Wednesday, November 16, 2022 3:44 PM

The New York Composers Circle Keep the Creative Torch Burning Through Troubled Times

by delarue

Last night at the cozy little Church of the Transfiguration on East 29th Street, the New York Composers Circle staged an intriguing performance of five world premieres and a New York premiere that featured a persistent unease as well as moments of puckish humor and considerable outside-the-box imagination.

Pianist Craig Ketter opened the concert with Hubert Howe‘s Moments of Uncertainty, which followed a staggered, increasingly spacious, warily Messiaenic call-and-response through a series of subtle dynamic shifts, some of them increasingly stark and minimalist. In less prosaic terms, a cautious stroll through a briar patch: daunting, but doable with care, as Ketter made sure.

He followed with four preludes and fugues from the second collection that Dary John Mizelle had written to keep himself entertained during the lockdown. Stern blues and oldtime gospel riffs in oddly strolling tempos would disintegrate into atonal ambiguity or push up against a steady, grimly looped walking bassline. A tongue-in-cheek sensibility sometimes percolated to the surface amid the thorns, especially in the baroque gestures of the fugues.

Bill Zito played Richard Brooks‘ Sonata for Guitar, a harmonically biting pavane descending to lithe fingerpicking and back as the first movement warmed with some Elizabethan tinges. The remainder of the work was an acerbic blend of baroque stairstepping with wry jazz phrasing, hints of flamenco and some welcome, recurringly humorous bits.

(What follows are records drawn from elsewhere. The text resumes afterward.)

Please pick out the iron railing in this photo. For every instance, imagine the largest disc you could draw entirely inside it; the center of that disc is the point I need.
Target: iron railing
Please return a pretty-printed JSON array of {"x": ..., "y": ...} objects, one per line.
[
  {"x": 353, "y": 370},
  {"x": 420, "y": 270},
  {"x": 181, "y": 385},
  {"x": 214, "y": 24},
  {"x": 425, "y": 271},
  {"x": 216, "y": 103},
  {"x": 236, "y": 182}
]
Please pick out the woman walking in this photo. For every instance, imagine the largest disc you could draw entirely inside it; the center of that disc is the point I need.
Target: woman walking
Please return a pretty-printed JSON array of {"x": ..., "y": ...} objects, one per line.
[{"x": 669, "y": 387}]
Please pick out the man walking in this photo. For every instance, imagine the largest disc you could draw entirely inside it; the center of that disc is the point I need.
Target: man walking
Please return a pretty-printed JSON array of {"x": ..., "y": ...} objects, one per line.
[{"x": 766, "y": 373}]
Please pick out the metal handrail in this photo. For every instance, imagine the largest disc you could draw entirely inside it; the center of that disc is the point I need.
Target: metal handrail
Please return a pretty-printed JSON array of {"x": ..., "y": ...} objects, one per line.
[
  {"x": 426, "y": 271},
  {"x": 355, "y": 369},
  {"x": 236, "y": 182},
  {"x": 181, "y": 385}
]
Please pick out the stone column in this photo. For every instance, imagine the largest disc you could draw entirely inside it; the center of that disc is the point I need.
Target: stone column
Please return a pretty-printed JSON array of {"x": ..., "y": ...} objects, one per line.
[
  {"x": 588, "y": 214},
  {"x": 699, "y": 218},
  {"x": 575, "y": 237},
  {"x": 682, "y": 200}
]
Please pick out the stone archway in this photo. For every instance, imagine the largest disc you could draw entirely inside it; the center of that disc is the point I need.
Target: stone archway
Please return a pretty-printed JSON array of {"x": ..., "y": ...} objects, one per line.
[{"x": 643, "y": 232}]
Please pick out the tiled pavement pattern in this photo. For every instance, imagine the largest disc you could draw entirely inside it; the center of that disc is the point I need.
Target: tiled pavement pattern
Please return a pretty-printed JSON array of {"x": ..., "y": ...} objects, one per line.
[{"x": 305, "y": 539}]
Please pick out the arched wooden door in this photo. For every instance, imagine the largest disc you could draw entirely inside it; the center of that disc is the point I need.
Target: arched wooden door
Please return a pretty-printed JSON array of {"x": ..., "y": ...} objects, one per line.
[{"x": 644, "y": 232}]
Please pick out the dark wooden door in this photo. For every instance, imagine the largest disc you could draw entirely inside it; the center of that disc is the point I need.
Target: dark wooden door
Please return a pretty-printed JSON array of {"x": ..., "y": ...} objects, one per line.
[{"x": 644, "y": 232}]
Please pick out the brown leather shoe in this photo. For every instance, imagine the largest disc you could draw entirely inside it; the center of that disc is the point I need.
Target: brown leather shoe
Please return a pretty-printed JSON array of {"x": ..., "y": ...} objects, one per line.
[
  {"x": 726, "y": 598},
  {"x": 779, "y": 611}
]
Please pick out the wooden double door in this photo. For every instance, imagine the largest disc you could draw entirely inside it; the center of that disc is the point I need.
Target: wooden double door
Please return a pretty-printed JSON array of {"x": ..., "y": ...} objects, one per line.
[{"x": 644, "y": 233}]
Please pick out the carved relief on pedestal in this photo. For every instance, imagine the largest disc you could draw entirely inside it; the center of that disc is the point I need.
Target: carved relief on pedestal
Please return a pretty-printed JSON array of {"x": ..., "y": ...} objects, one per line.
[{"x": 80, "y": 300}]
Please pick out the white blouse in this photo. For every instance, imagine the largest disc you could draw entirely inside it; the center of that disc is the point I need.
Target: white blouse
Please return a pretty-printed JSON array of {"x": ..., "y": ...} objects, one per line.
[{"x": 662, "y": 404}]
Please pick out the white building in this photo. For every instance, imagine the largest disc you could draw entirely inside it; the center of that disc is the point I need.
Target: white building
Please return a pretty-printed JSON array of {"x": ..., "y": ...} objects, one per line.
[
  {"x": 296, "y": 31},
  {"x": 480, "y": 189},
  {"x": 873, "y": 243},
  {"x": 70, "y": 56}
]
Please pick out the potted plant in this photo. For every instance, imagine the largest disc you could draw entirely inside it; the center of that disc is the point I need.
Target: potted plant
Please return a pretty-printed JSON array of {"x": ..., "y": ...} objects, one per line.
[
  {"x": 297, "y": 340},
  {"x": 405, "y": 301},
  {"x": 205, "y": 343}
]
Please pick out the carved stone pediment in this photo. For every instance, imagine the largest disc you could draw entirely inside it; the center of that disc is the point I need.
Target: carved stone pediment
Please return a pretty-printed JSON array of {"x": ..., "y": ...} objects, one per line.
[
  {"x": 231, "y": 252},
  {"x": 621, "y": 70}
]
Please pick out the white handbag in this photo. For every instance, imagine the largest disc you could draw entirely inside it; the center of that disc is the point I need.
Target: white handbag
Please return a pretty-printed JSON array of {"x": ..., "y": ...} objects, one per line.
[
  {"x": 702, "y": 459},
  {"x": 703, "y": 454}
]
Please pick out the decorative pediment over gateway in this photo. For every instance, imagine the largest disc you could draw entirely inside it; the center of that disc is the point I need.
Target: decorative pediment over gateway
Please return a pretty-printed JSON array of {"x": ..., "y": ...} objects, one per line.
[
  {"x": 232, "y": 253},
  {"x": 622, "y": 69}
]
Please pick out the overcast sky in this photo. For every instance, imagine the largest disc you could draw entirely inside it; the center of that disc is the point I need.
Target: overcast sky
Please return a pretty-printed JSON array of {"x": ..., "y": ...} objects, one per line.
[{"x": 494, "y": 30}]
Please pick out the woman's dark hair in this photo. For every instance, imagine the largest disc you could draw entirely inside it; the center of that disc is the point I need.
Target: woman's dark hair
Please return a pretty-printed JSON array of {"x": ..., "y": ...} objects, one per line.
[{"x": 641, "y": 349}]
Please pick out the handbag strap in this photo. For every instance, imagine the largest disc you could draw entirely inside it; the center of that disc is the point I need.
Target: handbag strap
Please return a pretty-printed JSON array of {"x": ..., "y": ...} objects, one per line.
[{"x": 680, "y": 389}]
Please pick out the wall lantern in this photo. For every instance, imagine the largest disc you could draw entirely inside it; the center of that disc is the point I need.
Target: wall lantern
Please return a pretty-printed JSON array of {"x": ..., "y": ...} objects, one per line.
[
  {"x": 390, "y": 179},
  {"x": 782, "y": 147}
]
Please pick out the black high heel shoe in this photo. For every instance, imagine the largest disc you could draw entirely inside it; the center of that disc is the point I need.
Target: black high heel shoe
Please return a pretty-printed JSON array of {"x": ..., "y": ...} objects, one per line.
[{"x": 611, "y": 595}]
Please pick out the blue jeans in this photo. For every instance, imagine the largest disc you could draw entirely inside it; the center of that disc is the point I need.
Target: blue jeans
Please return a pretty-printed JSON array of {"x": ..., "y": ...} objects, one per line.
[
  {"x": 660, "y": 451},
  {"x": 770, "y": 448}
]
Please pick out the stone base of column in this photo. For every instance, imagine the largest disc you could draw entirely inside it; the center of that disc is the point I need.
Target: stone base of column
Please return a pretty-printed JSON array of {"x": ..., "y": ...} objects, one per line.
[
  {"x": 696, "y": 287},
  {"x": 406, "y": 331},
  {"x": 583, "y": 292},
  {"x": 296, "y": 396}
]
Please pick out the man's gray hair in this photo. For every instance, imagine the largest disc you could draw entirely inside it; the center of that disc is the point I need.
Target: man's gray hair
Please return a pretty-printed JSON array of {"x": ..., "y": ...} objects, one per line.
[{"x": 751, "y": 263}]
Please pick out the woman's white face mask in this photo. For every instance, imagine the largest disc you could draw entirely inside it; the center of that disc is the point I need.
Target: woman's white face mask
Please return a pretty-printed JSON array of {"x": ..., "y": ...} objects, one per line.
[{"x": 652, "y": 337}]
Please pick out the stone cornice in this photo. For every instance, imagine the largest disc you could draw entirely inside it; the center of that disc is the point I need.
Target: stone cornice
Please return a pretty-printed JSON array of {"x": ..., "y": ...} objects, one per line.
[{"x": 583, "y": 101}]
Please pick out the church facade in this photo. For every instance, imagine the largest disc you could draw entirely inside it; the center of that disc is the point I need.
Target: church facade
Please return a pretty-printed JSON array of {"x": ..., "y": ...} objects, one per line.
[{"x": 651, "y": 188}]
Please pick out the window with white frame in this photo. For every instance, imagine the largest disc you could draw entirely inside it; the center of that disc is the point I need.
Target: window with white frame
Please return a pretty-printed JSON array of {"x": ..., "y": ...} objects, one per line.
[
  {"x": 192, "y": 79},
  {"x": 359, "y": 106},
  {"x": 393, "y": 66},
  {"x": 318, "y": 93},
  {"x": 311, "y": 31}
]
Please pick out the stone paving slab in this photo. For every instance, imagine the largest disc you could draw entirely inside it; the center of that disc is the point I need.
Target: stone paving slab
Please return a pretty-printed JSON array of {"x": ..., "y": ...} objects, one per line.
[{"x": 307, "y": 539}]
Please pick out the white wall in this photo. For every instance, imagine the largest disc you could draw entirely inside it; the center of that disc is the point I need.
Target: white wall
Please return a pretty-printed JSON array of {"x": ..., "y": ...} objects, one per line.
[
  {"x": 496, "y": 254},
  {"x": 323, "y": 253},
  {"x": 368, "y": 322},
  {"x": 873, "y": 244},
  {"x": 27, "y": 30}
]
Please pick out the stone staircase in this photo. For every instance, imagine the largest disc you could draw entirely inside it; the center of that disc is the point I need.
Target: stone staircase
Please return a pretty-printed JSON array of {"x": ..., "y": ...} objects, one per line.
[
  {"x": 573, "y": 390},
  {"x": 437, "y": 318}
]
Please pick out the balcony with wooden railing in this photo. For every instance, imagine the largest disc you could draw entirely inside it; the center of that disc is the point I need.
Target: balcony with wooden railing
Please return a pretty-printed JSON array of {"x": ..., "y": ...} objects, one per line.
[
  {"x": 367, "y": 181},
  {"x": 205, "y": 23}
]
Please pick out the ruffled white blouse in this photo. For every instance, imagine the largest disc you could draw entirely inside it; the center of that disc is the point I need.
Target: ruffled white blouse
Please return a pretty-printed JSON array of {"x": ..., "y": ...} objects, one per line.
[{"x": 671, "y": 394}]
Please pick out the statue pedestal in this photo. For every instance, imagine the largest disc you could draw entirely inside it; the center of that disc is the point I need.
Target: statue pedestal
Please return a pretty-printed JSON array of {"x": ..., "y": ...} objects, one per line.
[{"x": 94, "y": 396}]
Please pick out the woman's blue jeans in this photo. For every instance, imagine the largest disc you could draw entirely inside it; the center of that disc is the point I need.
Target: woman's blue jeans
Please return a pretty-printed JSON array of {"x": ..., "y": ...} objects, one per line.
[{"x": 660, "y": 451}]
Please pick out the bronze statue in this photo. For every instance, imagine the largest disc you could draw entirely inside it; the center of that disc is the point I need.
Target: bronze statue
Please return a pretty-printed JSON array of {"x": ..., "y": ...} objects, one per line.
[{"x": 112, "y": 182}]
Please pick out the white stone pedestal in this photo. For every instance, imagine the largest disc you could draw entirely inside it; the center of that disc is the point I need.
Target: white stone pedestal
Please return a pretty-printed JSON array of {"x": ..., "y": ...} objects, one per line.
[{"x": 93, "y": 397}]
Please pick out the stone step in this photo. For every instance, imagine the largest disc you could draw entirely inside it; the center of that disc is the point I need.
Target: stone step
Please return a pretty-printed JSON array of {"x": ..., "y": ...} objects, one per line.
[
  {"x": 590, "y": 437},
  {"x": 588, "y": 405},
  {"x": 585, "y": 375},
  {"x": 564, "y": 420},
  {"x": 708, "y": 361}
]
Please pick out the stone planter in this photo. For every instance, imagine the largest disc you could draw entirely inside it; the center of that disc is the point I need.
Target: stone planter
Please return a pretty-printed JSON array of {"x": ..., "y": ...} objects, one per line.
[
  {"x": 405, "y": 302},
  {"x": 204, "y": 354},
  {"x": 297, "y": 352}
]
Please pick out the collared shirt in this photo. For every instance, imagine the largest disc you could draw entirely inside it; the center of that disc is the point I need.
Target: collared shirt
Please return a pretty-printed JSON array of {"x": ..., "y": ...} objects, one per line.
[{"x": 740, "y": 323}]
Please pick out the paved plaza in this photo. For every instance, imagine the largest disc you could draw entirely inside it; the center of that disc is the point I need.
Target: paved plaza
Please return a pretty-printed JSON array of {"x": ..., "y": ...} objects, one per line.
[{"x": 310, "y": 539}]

After the intermission, Ketter returned to the piano for Roger Blanc‘s Fantasy Variations, which the composer described as an attempt to get “maximum bang for buck” out of a seven-note scale. Uneasy close harmonies persisted in the opening stroll, which became more of a hauntingly hypnotic, rising and falling march. Ketter reveled casually in the fanged chromaties of the warily swinging fugue that followed. Blanc invested his buck well here.

Guitarist Oren Fader played Igor Vorobyov’s 2019 piece Elegy in the Old Style, a New York premiere springboarded by the Composers Circle’s ongoing cultural exchange with some of their Moscow colleagues. A call-and-response between spiky harmonics and spare, broodingly resonant chords harked back to Scriabin, an unexpected influence for guitar music. As Fader alternated between steady cascades and a brooding, spacious minimalism, it became a pensive ballad, interrupted.

The final piece on the bill was Consolations, a solo piano partita by Dana Dimitri Richardson. Ketter methodically parsed an increasingly agitated, chromatically-charged ballad for angst and rippling poignancy, then found a missing link between Rachmaninoff and Mompou. The progression from chiming, insistent belltones to High Romantic echoes amid a clenched-teeth, syncopatedly punching drive was the high point of the night.

The third part came across as a somber mid 20th century homage to the Chopin E minor prelude, the fourth a ringing, resounding mashup of a Balkan funeral ballad, Russian romanticism and late-period Ligeti, maybe. It made for a darkly glittering driving coda.